According to Kolmogorov, the energy spectrum function of a turbulent fluid is given as,

$E(k)=C\epsilon^{\frac{2}{3}}k^{\frac{-5}{3}}$

where $\epsilon$ is the energy flux and $k=\frac{2\pi}{r}$ where $r$ is the length scale.

The normal explanation I see in most physics texts and articles is that the -5/3 exponent is found purely through dimensional analysis. Obviously dimensional analysis is very useful, but often times there is a more physical explanation as well. Does anyone have any insights?

Answer 1

The standard explanation is that there is a constant flux of energy from large eddies to smaller eddies.
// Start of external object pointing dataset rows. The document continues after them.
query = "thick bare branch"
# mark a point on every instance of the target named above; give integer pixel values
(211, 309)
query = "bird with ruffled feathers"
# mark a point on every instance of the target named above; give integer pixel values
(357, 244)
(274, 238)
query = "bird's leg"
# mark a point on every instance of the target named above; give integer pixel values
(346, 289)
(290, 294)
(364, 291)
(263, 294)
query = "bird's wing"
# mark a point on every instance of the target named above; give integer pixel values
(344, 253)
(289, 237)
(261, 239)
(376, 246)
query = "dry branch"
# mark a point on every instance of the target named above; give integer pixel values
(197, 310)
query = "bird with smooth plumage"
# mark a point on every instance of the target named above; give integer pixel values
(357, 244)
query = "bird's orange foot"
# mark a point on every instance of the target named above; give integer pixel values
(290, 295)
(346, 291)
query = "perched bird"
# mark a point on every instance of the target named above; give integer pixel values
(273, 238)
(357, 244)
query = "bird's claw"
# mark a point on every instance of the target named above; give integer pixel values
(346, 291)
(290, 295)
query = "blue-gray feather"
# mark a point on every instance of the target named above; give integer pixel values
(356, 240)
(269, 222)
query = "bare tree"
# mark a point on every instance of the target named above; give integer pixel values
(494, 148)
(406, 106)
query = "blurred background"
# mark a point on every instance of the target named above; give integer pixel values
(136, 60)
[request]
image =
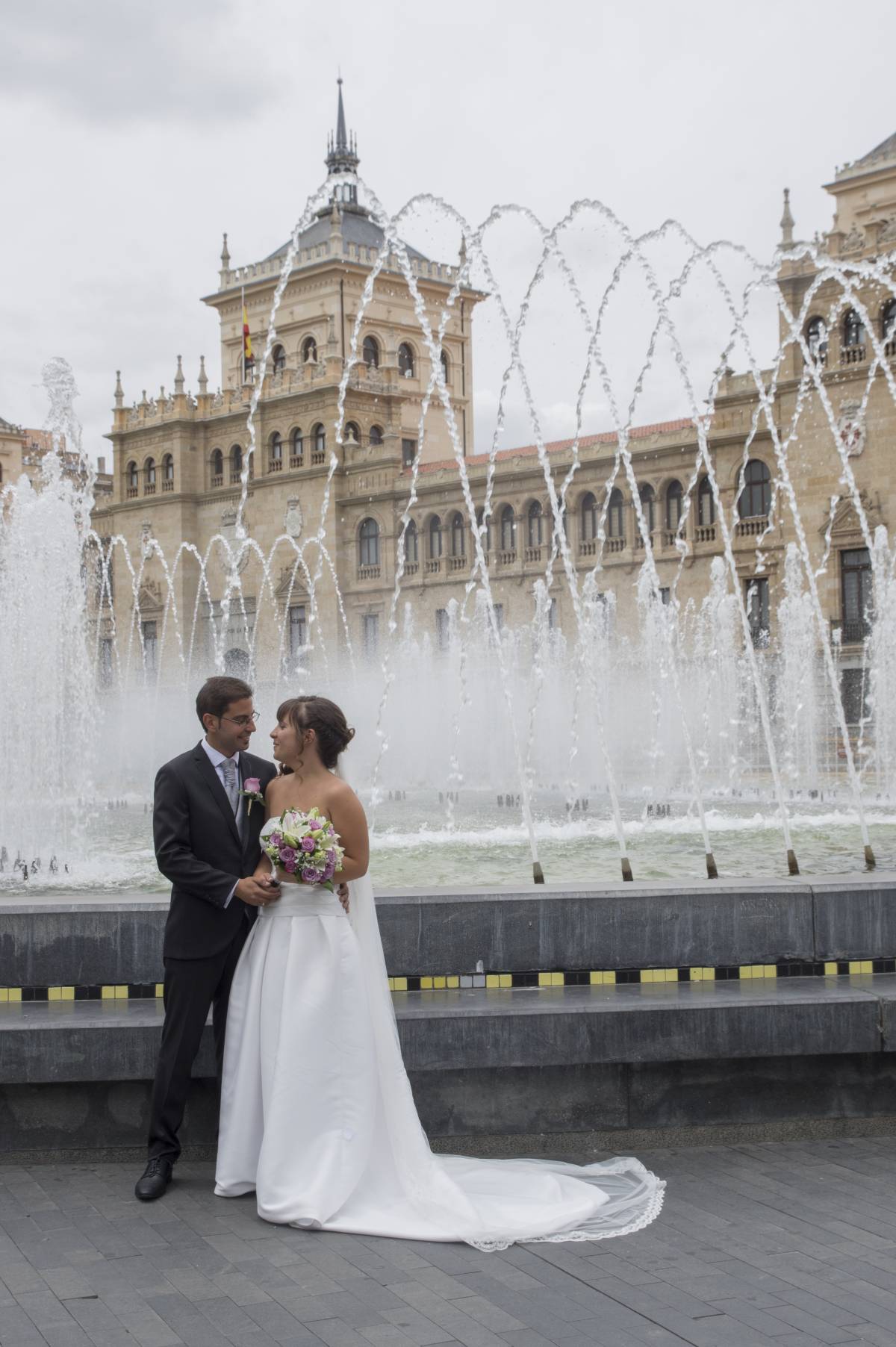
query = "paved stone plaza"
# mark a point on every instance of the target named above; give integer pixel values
(778, 1243)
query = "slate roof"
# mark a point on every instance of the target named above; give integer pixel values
(886, 150)
(358, 228)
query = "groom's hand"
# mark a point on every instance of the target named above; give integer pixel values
(258, 893)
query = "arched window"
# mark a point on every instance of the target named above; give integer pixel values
(411, 544)
(371, 352)
(853, 329)
(755, 496)
(615, 516)
(534, 524)
(889, 321)
(705, 504)
(406, 360)
(817, 340)
(674, 501)
(370, 542)
(487, 535)
(508, 529)
(648, 505)
(589, 517)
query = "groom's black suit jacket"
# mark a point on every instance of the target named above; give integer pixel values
(199, 849)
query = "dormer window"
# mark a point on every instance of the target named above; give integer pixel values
(406, 361)
(371, 352)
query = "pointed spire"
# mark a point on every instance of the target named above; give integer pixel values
(787, 223)
(343, 150)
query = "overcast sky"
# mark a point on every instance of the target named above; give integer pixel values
(137, 131)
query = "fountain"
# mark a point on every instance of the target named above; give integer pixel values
(668, 721)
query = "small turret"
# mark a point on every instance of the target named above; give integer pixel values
(225, 263)
(787, 223)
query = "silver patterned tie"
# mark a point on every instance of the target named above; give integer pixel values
(228, 767)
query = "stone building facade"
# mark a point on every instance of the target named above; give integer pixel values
(178, 460)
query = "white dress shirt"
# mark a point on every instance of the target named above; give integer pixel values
(216, 759)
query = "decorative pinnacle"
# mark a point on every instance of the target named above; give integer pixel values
(787, 221)
(341, 149)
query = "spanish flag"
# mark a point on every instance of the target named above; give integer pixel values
(248, 358)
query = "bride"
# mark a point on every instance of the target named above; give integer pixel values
(317, 1114)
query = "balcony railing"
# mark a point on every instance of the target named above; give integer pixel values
(852, 631)
(752, 527)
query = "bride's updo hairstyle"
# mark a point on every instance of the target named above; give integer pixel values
(325, 718)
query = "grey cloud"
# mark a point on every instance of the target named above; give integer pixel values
(128, 61)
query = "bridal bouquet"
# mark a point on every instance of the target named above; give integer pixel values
(305, 845)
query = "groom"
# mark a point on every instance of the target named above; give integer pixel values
(206, 844)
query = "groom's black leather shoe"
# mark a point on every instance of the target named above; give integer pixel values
(155, 1179)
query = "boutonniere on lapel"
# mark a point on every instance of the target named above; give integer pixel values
(252, 791)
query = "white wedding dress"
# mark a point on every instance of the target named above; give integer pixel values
(318, 1120)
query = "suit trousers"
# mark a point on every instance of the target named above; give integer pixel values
(190, 988)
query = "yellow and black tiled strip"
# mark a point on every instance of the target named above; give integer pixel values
(579, 978)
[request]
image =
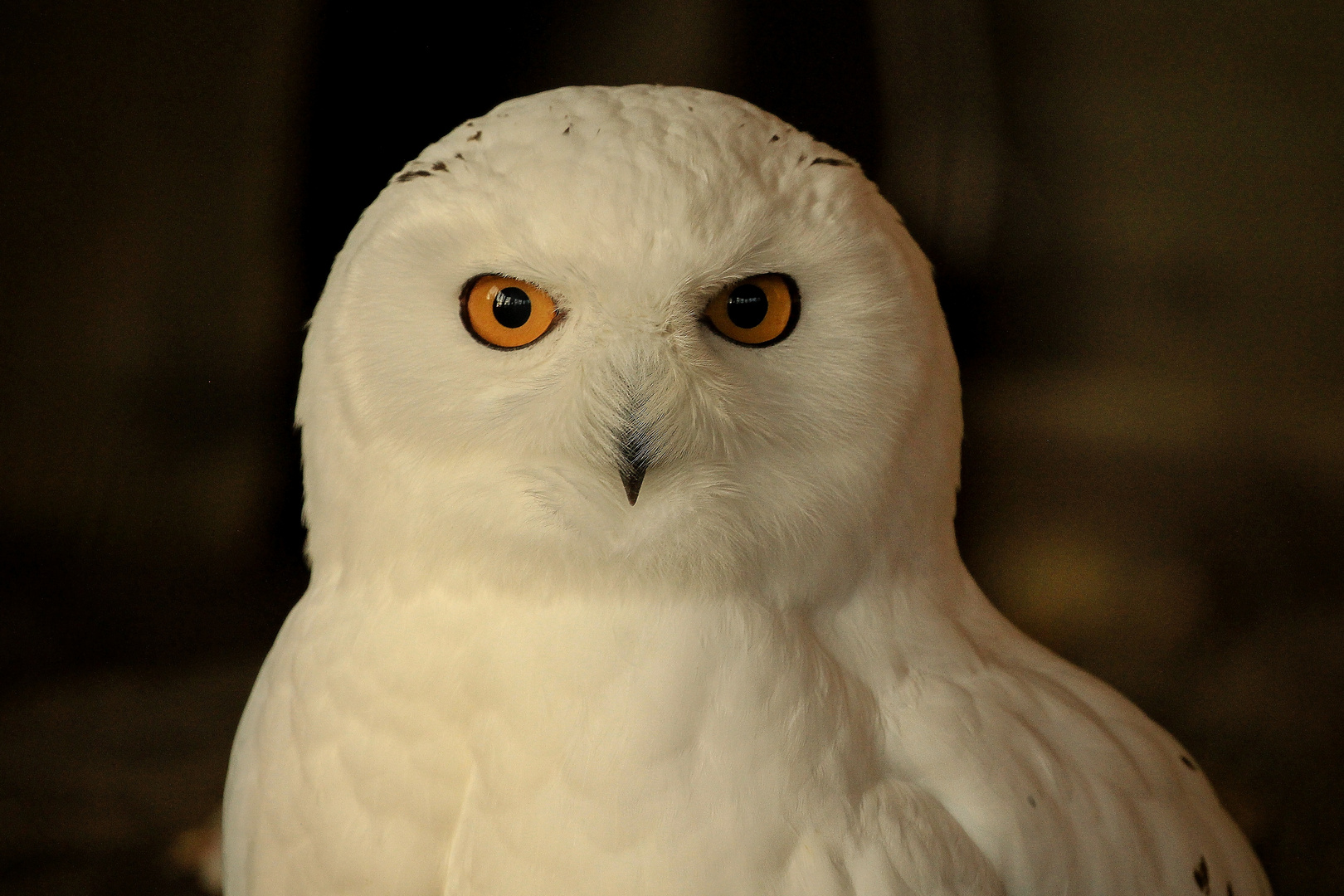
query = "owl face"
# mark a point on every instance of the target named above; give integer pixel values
(635, 334)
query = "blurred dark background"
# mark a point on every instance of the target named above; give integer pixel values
(1135, 210)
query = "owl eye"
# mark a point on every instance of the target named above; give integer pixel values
(757, 312)
(507, 314)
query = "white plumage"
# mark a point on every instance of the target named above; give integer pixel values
(771, 674)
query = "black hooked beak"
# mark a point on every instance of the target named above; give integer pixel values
(633, 461)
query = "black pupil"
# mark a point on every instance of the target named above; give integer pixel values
(747, 305)
(513, 306)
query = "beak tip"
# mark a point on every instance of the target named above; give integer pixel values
(633, 480)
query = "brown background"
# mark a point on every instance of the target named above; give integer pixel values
(1135, 208)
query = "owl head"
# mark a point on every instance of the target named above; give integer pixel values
(626, 338)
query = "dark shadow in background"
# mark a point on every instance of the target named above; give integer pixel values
(1133, 210)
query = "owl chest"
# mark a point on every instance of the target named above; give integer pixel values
(546, 743)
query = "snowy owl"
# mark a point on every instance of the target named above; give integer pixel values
(631, 440)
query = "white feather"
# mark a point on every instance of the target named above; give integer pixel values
(772, 674)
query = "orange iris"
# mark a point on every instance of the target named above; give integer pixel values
(757, 312)
(507, 314)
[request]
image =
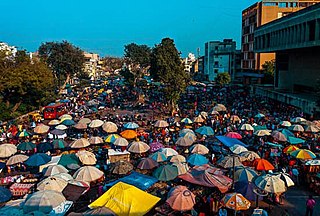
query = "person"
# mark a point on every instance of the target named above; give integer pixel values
(310, 204)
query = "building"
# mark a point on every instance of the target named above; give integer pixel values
(219, 57)
(259, 14)
(295, 40)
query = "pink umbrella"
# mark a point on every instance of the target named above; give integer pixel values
(155, 146)
(234, 135)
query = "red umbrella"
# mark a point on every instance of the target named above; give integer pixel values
(234, 135)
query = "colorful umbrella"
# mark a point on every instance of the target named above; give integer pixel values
(180, 198)
(303, 154)
(262, 164)
(235, 201)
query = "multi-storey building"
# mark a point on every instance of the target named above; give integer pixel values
(259, 14)
(219, 57)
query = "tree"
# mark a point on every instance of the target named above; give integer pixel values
(223, 78)
(268, 69)
(65, 59)
(167, 67)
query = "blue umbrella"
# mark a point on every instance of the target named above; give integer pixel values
(5, 194)
(38, 159)
(197, 160)
(205, 130)
(130, 125)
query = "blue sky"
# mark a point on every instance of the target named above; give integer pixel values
(105, 26)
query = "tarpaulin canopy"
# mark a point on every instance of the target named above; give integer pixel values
(136, 179)
(124, 199)
(227, 141)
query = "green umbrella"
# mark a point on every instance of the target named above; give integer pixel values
(68, 159)
(25, 146)
(166, 172)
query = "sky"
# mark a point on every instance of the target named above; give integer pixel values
(105, 26)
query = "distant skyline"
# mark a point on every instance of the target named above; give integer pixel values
(104, 27)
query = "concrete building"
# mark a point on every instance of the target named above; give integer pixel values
(259, 14)
(219, 57)
(295, 40)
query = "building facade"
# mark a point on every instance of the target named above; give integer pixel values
(219, 58)
(259, 14)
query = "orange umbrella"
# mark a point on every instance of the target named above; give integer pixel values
(290, 149)
(129, 134)
(262, 164)
(181, 198)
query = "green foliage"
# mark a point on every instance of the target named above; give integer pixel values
(63, 58)
(223, 78)
(167, 67)
(268, 68)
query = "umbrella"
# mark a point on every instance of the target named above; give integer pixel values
(111, 138)
(249, 155)
(80, 143)
(270, 183)
(285, 123)
(303, 154)
(298, 120)
(262, 133)
(110, 127)
(184, 141)
(84, 121)
(86, 157)
(155, 146)
(166, 172)
(129, 134)
(234, 135)
(54, 122)
(205, 130)
(235, 201)
(161, 124)
(96, 123)
(5, 195)
(244, 174)
(121, 167)
(88, 174)
(277, 135)
(138, 147)
(55, 169)
(15, 159)
(197, 160)
(6, 150)
(169, 152)
(68, 122)
(199, 149)
(44, 201)
(186, 121)
(121, 142)
(52, 183)
(290, 149)
(38, 159)
(296, 128)
(131, 125)
(237, 149)
(26, 146)
(61, 127)
(178, 159)
(180, 198)
(59, 144)
(159, 156)
(41, 129)
(286, 178)
(147, 163)
(247, 127)
(262, 164)
(230, 162)
(44, 147)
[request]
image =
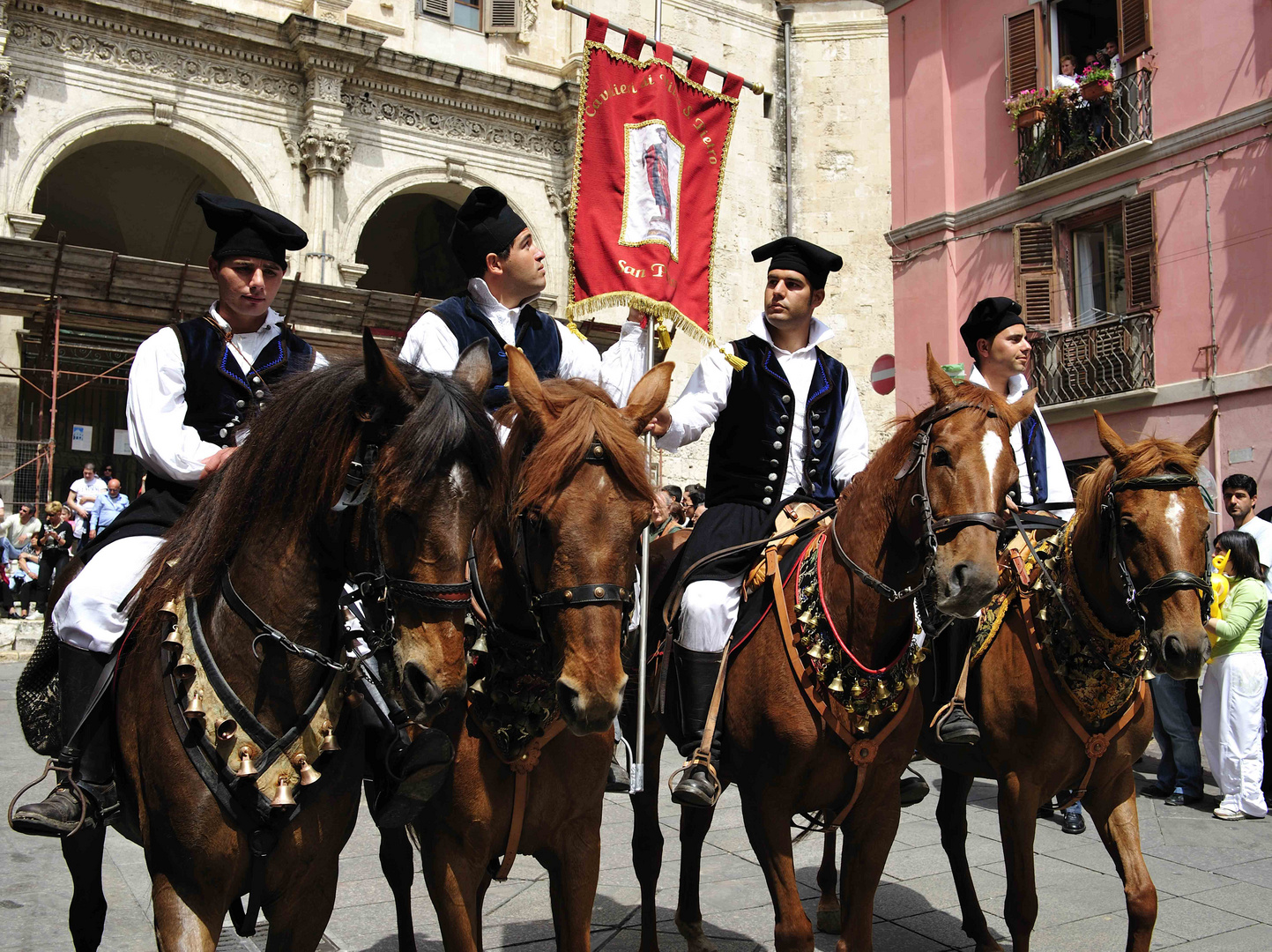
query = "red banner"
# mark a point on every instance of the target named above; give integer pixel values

The time scale for an eddy of scale $r$ to turn over is $\tau \sim \frac{r}{v(r)}\sim \frac{1}{kv}$, the energy density for scale $r$ is $\sim v(r)^2$, so you get an energy flux rate $\epsilon \sim v^2/\tau \sim v^3k$ which is assumed constant. You then estimate she spectral energy density as $E \sim v^2/k \sim \epsilon^{2/3}k^{-2/3 -1} = \epsilon^{2/3} k^{-5/3}$. I hope that is a little better than pure dimensional analysis.